The Air Force portal, which has a whopping 895,000 users and sharp memories of the early days of the portal when performance was inadequate, uses all three, Snell said. "If the information's not findable, they're not going use the portal, and if it takes too long to access the information and the tools, they're not going to use it, either," he said.


Although government portals tend to be constituent-facing, some, such as the Defense Department's planned Defense Knowledge Online portal, face inward to employees.


"One of the major decisions that a government purchaser should make is whether they're doing an external-facing or internal portal," Valdes said. "That might mean different portal products."


Some federal government agencies are using both types, BEA Systems' Reilly said. "Some agencies will go public-facing first, then build internally," he said.


A BEA study showed that roughly 60 percent of customers had intranet portals, he said.


Test the portal with constituents and other end users to ensure its usability, Vignette's Smith advised. "IT cannot bear the whole burden."


Many of BEA's government customers find a lot of value in having the company to build and test a prototype, Reilly said. It's a key part of the evaluation process and can help identify those applications that can come online in the first 90 to 120 days.


This approach helps justify not only the investment in the portal, but also in the broader SOA strategy, Oracle's Crider said. A good way to start is by first concentrating on front-end implementations of an SOA, he said, perhaps by adding wikis, blogs or instant messaging. "Doing these can create the impression that there's a new look and feel," he said.

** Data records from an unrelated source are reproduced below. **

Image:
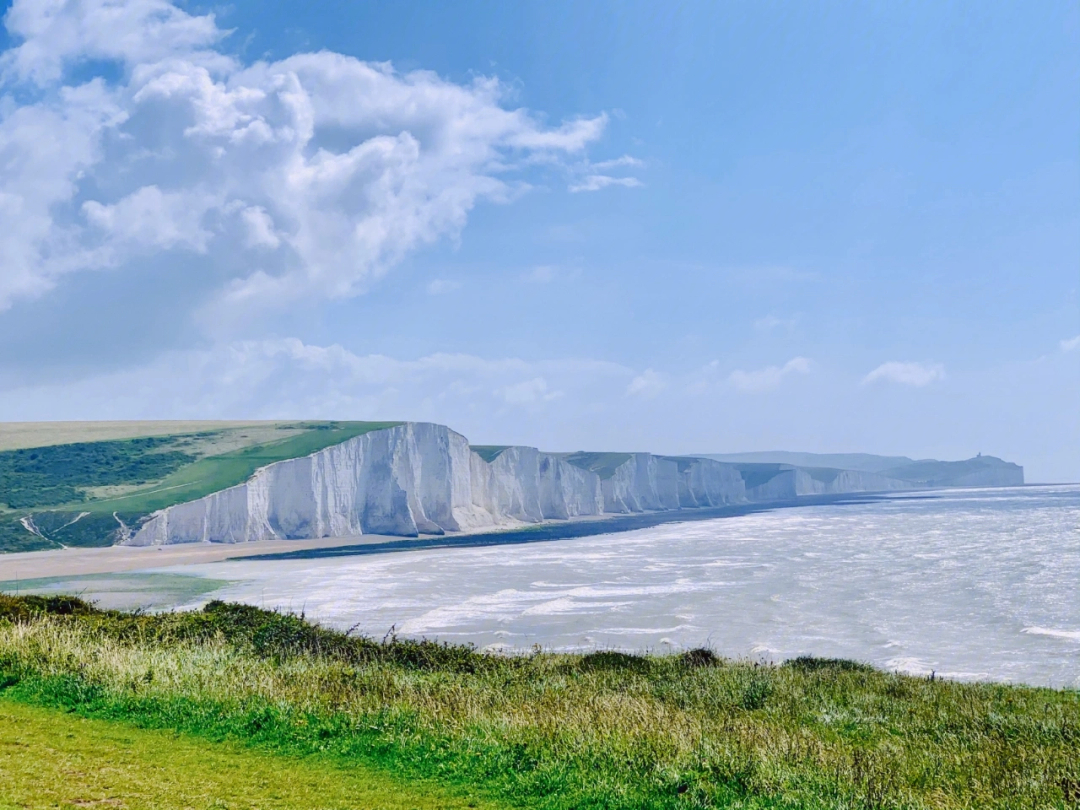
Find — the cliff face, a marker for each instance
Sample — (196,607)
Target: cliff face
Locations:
(418,478)
(424,478)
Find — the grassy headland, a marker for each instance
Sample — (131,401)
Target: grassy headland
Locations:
(56,759)
(78,494)
(601,730)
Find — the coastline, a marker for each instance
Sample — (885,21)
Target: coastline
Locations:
(31,565)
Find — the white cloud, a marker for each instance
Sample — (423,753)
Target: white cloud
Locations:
(625,160)
(597,181)
(439,286)
(528,392)
(770,377)
(770,323)
(906,374)
(647,383)
(287,378)
(322,170)
(540,274)
(56,32)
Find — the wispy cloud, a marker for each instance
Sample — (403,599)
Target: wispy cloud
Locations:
(528,392)
(917,375)
(647,383)
(439,286)
(625,160)
(540,274)
(770,377)
(597,181)
(769,323)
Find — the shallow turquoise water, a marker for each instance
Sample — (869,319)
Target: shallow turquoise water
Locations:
(982,583)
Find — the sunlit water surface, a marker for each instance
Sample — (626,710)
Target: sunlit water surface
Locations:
(969,583)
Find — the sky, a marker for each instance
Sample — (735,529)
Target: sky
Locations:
(700,227)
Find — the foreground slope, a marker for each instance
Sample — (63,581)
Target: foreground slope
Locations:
(548,730)
(52,758)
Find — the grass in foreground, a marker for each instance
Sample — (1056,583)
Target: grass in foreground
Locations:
(53,759)
(603,730)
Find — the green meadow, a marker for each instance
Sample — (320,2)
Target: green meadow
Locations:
(543,730)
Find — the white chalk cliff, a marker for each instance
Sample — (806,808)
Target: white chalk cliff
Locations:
(422,478)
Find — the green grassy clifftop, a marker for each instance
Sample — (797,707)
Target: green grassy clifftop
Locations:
(79,493)
(550,730)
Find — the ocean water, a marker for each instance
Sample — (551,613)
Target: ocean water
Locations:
(972,584)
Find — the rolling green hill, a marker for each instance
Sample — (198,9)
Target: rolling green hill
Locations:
(81,493)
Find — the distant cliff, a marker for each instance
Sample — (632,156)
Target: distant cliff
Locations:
(424,478)
(982,471)
(421,478)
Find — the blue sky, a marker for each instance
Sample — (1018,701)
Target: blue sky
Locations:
(699,227)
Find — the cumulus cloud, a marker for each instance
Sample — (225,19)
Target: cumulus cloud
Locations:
(647,383)
(917,375)
(768,378)
(319,172)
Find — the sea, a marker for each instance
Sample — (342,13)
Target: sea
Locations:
(971,584)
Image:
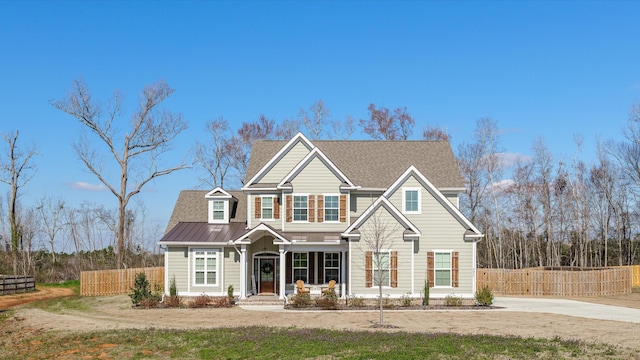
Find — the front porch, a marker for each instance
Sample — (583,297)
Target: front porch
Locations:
(270,264)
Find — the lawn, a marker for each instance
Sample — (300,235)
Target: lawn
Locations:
(291,343)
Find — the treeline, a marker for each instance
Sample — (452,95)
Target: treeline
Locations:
(549,211)
(69,265)
(538,210)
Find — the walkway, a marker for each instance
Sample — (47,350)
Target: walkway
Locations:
(570,308)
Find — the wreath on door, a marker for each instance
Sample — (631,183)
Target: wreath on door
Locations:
(267,268)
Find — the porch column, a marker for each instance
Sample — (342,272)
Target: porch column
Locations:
(243,272)
(343,274)
(283,270)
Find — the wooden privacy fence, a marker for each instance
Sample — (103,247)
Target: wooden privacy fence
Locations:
(118,282)
(11,284)
(635,273)
(556,282)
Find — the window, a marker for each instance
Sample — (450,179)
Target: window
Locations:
(300,209)
(381,269)
(411,201)
(267,207)
(442,269)
(205,267)
(331,208)
(331,267)
(218,210)
(300,261)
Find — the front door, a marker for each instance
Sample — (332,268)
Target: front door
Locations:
(268,275)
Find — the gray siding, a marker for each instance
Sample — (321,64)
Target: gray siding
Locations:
(440,231)
(284,166)
(253,221)
(360,202)
(314,179)
(231,263)
(395,242)
(178,268)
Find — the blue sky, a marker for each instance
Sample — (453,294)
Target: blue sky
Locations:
(540,69)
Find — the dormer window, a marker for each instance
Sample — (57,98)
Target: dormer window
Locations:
(218,210)
(411,201)
(218,206)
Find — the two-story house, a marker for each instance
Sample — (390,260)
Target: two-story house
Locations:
(321,211)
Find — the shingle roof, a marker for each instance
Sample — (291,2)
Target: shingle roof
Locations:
(192,206)
(375,164)
(204,233)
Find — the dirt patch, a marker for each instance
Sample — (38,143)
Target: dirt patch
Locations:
(115,312)
(42,293)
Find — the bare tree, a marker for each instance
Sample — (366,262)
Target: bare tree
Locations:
(216,155)
(136,154)
(435,133)
(470,161)
(384,125)
(486,135)
(377,235)
(543,168)
(320,125)
(315,119)
(52,219)
(16,170)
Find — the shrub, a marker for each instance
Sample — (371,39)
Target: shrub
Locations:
(148,303)
(355,301)
(173,288)
(387,303)
(140,290)
(452,300)
(301,300)
(200,301)
(329,301)
(425,294)
(484,297)
(222,301)
(172,301)
(407,300)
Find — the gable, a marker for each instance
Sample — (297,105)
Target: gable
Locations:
(273,169)
(382,211)
(316,169)
(431,199)
(372,164)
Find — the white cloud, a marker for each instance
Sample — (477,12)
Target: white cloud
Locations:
(512,159)
(503,184)
(81,185)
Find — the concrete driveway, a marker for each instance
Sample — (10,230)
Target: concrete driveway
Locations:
(569,307)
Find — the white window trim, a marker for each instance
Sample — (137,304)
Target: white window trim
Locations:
(225,208)
(273,199)
(404,200)
(294,268)
(207,255)
(324,265)
(324,205)
(293,209)
(373,269)
(450,252)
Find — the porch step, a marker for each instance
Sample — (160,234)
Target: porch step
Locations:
(258,300)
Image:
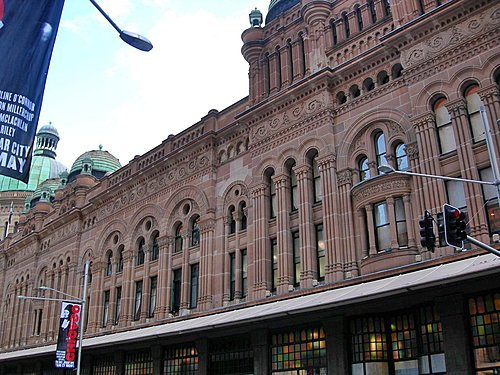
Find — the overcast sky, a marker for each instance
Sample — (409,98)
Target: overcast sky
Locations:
(102,91)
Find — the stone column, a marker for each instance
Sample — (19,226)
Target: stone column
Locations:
(285,254)
(350,263)
(297,64)
(46,308)
(226,294)
(127,289)
(473,193)
(274,73)
(371,229)
(96,296)
(331,222)
(430,193)
(410,222)
(306,226)
(260,240)
(455,338)
(163,286)
(260,343)
(206,263)
(336,347)
(186,243)
(362,232)
(392,223)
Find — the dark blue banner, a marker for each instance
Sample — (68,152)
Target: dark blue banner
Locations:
(28,30)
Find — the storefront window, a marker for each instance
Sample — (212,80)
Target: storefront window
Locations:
(485,329)
(407,343)
(231,356)
(181,361)
(139,363)
(299,352)
(104,366)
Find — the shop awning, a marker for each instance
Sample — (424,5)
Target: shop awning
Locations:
(395,285)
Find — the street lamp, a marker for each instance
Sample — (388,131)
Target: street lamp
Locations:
(387,169)
(74,300)
(135,40)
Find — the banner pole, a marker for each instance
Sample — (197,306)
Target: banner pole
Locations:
(84,308)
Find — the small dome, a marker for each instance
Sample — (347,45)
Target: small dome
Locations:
(97,163)
(279,6)
(48,129)
(43,163)
(45,192)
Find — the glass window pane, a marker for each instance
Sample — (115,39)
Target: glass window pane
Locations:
(456,195)
(447,139)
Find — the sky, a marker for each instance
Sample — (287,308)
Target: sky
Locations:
(101,91)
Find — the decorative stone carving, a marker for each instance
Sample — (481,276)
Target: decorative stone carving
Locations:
(451,37)
(344,177)
(284,119)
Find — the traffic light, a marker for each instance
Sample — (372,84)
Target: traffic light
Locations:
(427,237)
(454,226)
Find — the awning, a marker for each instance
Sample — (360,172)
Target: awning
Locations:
(395,285)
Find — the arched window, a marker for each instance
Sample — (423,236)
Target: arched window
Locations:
(382,78)
(345,21)
(109,264)
(243,216)
(289,53)
(334,32)
(380,150)
(401,157)
(359,17)
(272,193)
(373,13)
(178,238)
(317,190)
(445,132)
(195,231)
(294,191)
(476,122)
(140,251)
(341,98)
(364,169)
(119,266)
(302,53)
(231,221)
(155,248)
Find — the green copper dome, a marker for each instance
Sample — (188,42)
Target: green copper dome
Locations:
(43,164)
(98,163)
(279,6)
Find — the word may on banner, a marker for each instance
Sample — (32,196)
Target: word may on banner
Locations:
(28,31)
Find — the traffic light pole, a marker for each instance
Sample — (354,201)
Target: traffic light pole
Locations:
(483,246)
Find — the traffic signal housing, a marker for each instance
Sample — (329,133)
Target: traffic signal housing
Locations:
(427,237)
(454,226)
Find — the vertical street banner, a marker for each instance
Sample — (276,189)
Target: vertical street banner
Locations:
(69,329)
(28,30)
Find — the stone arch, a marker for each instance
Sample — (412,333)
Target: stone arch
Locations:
(149,210)
(115,226)
(191,193)
(261,168)
(424,98)
(318,144)
(366,121)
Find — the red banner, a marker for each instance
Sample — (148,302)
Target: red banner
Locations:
(69,328)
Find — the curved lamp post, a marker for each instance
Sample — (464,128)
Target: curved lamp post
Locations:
(135,40)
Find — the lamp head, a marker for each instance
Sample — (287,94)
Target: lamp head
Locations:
(386,169)
(137,41)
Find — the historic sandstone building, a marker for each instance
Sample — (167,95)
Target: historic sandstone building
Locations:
(264,238)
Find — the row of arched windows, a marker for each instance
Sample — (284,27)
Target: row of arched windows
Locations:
(380,157)
(290,164)
(444,127)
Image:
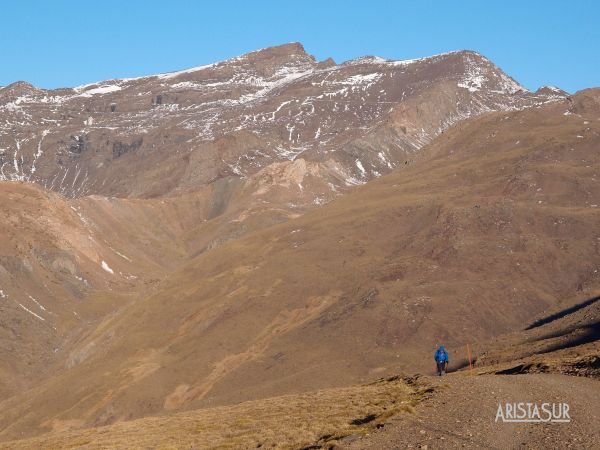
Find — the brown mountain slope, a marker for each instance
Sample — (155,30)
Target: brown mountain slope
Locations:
(496,222)
(233,118)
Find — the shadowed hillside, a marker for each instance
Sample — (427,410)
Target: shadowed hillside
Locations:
(494,222)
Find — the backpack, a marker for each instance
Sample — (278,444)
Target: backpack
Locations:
(441,355)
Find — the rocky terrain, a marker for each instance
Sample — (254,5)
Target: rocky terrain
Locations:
(272,225)
(350,122)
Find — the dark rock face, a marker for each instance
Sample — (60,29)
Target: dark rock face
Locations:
(120,148)
(356,120)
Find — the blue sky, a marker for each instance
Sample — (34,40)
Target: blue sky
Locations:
(65,43)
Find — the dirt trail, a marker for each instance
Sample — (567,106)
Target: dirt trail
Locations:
(463,415)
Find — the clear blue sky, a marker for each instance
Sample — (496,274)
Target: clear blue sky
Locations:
(54,43)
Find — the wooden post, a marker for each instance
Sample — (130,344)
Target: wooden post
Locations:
(469,355)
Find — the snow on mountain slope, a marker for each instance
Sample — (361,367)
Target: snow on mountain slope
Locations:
(185,129)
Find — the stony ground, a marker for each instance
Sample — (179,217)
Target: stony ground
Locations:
(463,415)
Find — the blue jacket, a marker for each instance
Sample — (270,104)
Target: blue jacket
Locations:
(441,355)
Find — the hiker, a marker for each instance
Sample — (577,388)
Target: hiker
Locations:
(441,359)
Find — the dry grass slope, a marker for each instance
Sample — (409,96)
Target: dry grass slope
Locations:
(319,418)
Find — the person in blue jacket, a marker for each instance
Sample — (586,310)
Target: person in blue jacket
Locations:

BEA officials said the company is working on development tools to make it easy
for business users to develop or contribute to new portals and related collaboration technologies such as wikis used on MySpace, Amazon and other popular and highly personalized portals.


Such highly participatory "Web 2.0" portals might be necessary to accommodate younger workers. "How do you satisfy someone who is entering the workforce today and is used to these very personalized interfaces?" Oracle's Crider said. "You have people used to that experience, but they go into the office, and they have to log onto six different systems."


David Essex is a freelance technology writer based in Antrim, N.H.